Smart grenadesSmart grenade seeks, finds enemy hiding behind barriers, walls
The Small Arms Grenade Munition (SAGM) round — a 40mm counter-defilade, air-bursting grenade designed for both the M203 and M320 launchers — will undergo evaluation in July 2015. The SAGM allows a soldier to target an enemy who is protected behind a barrier and have the munition explode, in the air, above the target. The SAGM does not require the soldier to conduct any kind of pre-fire programming sequence. The soldier aims the weapon and fires, and the round detects where a wall is and then explodes, in the air, after passing the wall. The SAGM round has been under development since January 2012.
The Small Arms Grenade Munition round — a 40mm counter-defilade, air-bursting grenade designed for both the M203 and M320 launchers — will undergo evaluation in July 2015.
The SAGM round has been under development by the Joint Service Small Arms Program at the U.S. Army Armament Research, Development and Engineering Center, or JSSAP-ARDEC, since January 2012.
ARDEC says that if the SAGM round is successful in the demonstration, it will transition to Project Manager-Maneuver Ammunition Systems, or PM-MAS, by the end of fiscal year 2015 for integration into an official Army program of record.
To do that, said SAGM Project Officer Steven Gilbert, “We must demonstrate a certain level of functional reliability over selected target sets.”
PM-MAS says it is evaluating all possible material solutions and critical technologies as they develop the acquisition strategy for the development of a material solution, which will satisfy the Army’s requirements. The JSSAP-ARDEC team’s concept will be included in this evaluation.
The SAGM allows a soldier to target an enemy who is protected behind a barrier — “in defilade” — and have the munition explode, in the air, above the target.

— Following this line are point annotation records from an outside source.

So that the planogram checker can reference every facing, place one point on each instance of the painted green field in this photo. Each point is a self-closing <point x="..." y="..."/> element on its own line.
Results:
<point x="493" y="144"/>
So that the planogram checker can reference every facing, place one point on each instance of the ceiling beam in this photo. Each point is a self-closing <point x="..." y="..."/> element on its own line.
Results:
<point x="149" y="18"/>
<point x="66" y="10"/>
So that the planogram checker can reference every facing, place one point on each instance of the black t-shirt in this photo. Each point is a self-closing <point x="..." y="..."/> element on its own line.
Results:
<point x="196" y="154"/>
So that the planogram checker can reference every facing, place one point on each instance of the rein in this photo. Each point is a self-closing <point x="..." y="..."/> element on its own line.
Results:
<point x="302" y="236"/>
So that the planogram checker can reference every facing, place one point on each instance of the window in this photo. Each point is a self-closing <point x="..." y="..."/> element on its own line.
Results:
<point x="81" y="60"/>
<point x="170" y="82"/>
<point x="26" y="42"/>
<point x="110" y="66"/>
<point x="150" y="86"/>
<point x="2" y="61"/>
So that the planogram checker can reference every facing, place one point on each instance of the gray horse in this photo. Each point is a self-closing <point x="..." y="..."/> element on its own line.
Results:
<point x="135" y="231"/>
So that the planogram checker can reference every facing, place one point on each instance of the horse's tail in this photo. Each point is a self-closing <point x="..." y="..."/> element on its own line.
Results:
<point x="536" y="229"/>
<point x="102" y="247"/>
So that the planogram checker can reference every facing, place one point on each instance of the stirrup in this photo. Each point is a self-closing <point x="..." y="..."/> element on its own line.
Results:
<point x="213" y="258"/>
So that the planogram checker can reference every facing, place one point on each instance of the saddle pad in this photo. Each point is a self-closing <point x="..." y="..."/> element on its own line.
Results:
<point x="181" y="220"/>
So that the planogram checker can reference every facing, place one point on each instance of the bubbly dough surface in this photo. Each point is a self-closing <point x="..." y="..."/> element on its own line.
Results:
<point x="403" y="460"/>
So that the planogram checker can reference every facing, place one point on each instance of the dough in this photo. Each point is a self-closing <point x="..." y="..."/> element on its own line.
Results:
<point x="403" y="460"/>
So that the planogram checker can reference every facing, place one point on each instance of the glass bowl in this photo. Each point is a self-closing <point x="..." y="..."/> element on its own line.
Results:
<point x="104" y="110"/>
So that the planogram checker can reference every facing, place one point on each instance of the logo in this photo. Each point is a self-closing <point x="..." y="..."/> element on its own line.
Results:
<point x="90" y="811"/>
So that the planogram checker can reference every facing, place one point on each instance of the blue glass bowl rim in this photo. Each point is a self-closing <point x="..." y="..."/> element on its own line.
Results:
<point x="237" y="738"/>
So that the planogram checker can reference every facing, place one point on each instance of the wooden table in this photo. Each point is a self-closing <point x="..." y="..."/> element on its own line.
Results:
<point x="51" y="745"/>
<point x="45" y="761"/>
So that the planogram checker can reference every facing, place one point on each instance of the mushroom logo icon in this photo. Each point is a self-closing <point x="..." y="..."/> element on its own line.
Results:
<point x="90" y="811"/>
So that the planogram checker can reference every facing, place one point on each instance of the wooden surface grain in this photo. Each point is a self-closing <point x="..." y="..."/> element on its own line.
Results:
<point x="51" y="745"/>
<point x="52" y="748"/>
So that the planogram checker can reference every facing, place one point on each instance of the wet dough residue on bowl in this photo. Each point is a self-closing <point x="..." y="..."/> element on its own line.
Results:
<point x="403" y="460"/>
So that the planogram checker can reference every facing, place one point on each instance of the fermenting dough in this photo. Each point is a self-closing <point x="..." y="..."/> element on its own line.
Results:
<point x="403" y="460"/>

“The SAGM cartridge, which is compatible with the Army’s 40mm grenade launchers, provides the small unit grenadier with a higher probability of achieving a first-shot kill against enemy personnel coupled with the ability to defeat personnel targets in defilade positions at increased ranges with greater accuracy and lethality,” Gilbert said.
The weapon is similar to the effects of the XM-25 weapon which is already in development by the Army (the XM25, a direct-fire weapon, launches a programmable air-burst round that determines the distance it must travel. The system includes the weapon, ammunition rounds, and fully-integrated day/night fire control. A direct-fire weapon, the XM25 is complementary to SAGM which is indirectly fired). The SAGM does not require the soldier to conduct any kind of pre-fire programming sequence. Gilbert said the soldier aims the weapon and fires, and the round detects where a wall is and then explodes, in the air, after passing the wall.
“It has a sensor that will sense defilade or walls or anything that somebody will be hiding behind,” he said. “And basically detects it without the need of a laser range finder. The biggest challenge has been maturing the SAGM sensor’s robustness to ensure proper functionality against the plethora of available defilade structures in a battlefield environment.”
The system does require some skill on the part of the user, however.
“All the soldier would need to do is aim the weapon and fire it,” Gilbert said. “He’d have to have good aim … or the round won’t detect the wall. You have to have some sort of accuracy.”
Right now, Gilbert said, the approximately 10-person engineering team is still integrating the fuse in the SAGM with other technology components so that when the time comes, the system will demonstrate the appropriate level of technology readiness to be accepted by PM-MAS.